Methods: We constructed a TMA system composed of six paraffin blocks in which 274 samples of formalin-fixed gastric carcinoma tissue from 274 patients were embedded. Using this system, we performed immunohistochemical stains for five tumor suppressor and tumor-related proteins, i.e. p53, p16, hMLH1, c-erbB-2 and carcinoembryonic antigen (CEA). The 274 gastric carcinomas were histopathologically divided into the following three groups according to the degree of differentiation: differentiated-type (D-type), undifferentiated-type with tubular component (UT-type) and pure undifferentiated-type (UP-type). Immunohistochemical results were then compared with histological types.
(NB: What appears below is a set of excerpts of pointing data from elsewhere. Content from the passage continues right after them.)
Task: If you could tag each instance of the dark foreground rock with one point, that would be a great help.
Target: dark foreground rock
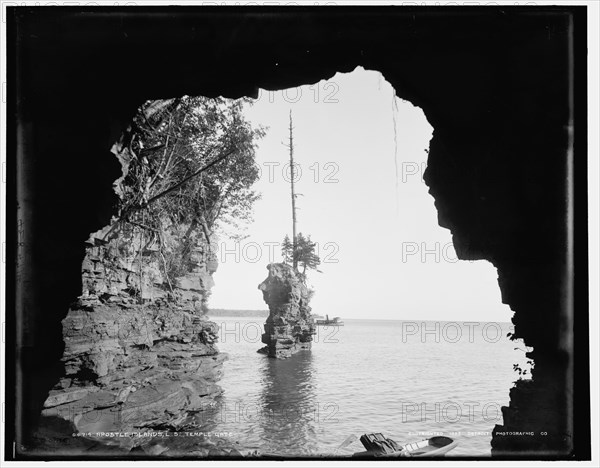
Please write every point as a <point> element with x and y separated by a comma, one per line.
<point>290,326</point>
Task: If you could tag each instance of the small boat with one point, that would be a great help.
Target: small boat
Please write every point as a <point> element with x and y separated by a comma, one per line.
<point>379,446</point>
<point>335,322</point>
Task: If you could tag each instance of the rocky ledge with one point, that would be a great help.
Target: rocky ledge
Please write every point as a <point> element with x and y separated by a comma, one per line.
<point>140,353</point>
<point>290,326</point>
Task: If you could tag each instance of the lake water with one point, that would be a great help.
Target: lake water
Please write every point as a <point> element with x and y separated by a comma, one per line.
<point>405,379</point>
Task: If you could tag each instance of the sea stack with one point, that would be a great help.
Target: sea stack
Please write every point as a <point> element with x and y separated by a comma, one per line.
<point>290,326</point>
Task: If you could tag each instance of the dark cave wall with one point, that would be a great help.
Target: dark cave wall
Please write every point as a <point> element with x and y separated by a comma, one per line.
<point>492,82</point>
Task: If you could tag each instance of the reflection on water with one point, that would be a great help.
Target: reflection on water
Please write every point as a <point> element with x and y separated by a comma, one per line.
<point>288,403</point>
<point>363,378</point>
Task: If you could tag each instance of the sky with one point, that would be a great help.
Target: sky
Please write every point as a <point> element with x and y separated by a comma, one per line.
<point>361,153</point>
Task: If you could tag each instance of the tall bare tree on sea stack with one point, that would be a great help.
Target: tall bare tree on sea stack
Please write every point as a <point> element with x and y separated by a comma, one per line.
<point>293,192</point>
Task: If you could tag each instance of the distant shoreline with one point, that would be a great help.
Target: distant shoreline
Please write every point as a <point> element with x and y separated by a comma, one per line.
<point>265,313</point>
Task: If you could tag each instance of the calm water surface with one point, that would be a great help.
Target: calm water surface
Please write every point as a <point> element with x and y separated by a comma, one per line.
<point>404,379</point>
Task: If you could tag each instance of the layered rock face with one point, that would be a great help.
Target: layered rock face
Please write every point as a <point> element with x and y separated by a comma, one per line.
<point>290,326</point>
<point>139,353</point>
Results: The percentages of abnormal expression of each protein in D-type, UT-type and UP-type carcinomas were as follows: 27% (38/143), 17% (17/98) and 15% (5/33) for p53; 27% (39/143), 19% (19/98) and 18% (6/33) for p16; 38% (54/143), 44% (43/98) and 24% (8/33) for hMLH1; 15% (22/143), 5% (5/98) and 0% (0/33) for c-erbB-2; and 22% (31/143), 35% (34/98) and 70% (23/33) for CEA. UP-type carcinomas exhibited the lowest frequencies of abnormal expression for p53, p16, hMLH1 and c-erbB-2, but the highest frequencies for CEA. UT-type carcinomas generally showed intermediate frequencies between those of D-type and UP-type carcinomas. Differences between D-type and UP-type for c-erbB-2 (P < 0.05) and CEA (P < 0.001) were significant, as were differences between D-type and UT-type for c-erbB-2 (P < 0.05) and CEA (P < 0.05), and differences between UT-type and UP-type for hMLH1 (P < 0.05) and CEA (P < 0.001).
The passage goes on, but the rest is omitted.